Hallmark maintained its reputation as the network where romantic miracles can happen—but not in a good way—this week, by performing a high-profile vanishing act on a series of commercials from wedding planning site Zola. Said ads had the temerity/gall/etc. to show two women kissing each other at their wedding, in America, in 2019. As though that might be a thing that actually happens in real life, right?

Per The New York Times, the network reportedly caved like a stack of greeting cards to pressure from One Million Moms, an anti-LGBTQ rights organization that managed to fall about 975,000 moms short of its stated membership with a recent petition calling for the ads to be pulled. (Previous targets of the group’s homophobic windmill tilting have included the Muppets, Skittles, and Ellen.) But those 25,000 or so die-hard button clickers were still apparently enough to get the network to deem 4 of the 6 Zola ads—i.e., all of the ones that showed a same-sex couple getting married, natch—to be pulled, vanished as quickly as a manufactured third-act conflict in one of the network’s 8 million different Christmas movies.
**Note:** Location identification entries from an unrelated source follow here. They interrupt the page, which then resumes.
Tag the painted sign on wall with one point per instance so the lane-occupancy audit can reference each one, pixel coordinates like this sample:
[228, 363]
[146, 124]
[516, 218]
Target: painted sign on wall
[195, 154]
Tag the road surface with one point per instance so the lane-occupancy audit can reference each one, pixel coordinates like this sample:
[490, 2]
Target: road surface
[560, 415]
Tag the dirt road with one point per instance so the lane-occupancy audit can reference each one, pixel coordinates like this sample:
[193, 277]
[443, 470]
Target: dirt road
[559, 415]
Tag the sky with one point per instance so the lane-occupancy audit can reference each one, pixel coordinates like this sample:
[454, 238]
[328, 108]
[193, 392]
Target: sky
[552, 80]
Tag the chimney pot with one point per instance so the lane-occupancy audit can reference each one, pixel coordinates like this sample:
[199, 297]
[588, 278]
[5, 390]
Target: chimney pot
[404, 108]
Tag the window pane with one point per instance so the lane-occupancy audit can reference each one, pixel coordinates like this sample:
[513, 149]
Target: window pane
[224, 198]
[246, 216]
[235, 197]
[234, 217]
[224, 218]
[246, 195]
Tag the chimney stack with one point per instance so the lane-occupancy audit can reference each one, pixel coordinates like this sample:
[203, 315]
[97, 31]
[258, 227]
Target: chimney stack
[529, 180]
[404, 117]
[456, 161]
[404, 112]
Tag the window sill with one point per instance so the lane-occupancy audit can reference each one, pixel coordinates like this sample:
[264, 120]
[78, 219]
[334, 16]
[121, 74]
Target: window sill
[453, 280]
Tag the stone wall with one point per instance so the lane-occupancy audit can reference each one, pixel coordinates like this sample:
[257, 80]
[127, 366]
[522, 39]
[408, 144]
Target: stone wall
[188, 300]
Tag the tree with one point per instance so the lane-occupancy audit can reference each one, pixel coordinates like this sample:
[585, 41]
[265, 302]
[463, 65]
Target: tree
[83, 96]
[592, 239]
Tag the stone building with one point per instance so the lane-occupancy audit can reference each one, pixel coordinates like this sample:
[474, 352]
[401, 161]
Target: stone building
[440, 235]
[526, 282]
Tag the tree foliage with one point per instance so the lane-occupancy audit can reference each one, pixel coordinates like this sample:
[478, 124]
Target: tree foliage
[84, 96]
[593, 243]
A representative for the company claimed that it was put off by the ads’ “public displays of affection,” which took the form of two women kissing for roughly 1.5 seconds at their wedding, an event entirely based around displaying affection in a public fashion. (And also free bacon-wrapped shrimp.) As the Times notes, the company seemed just fine with the PDA in the other two ads, centered as they were on a heterosexual couple similarly sucking face. “We are not allowed to accept creatives that are deemed controversial,” a network representative stated, politely allowing the rest of us to fill in the blanks on what “controversial” in this case means.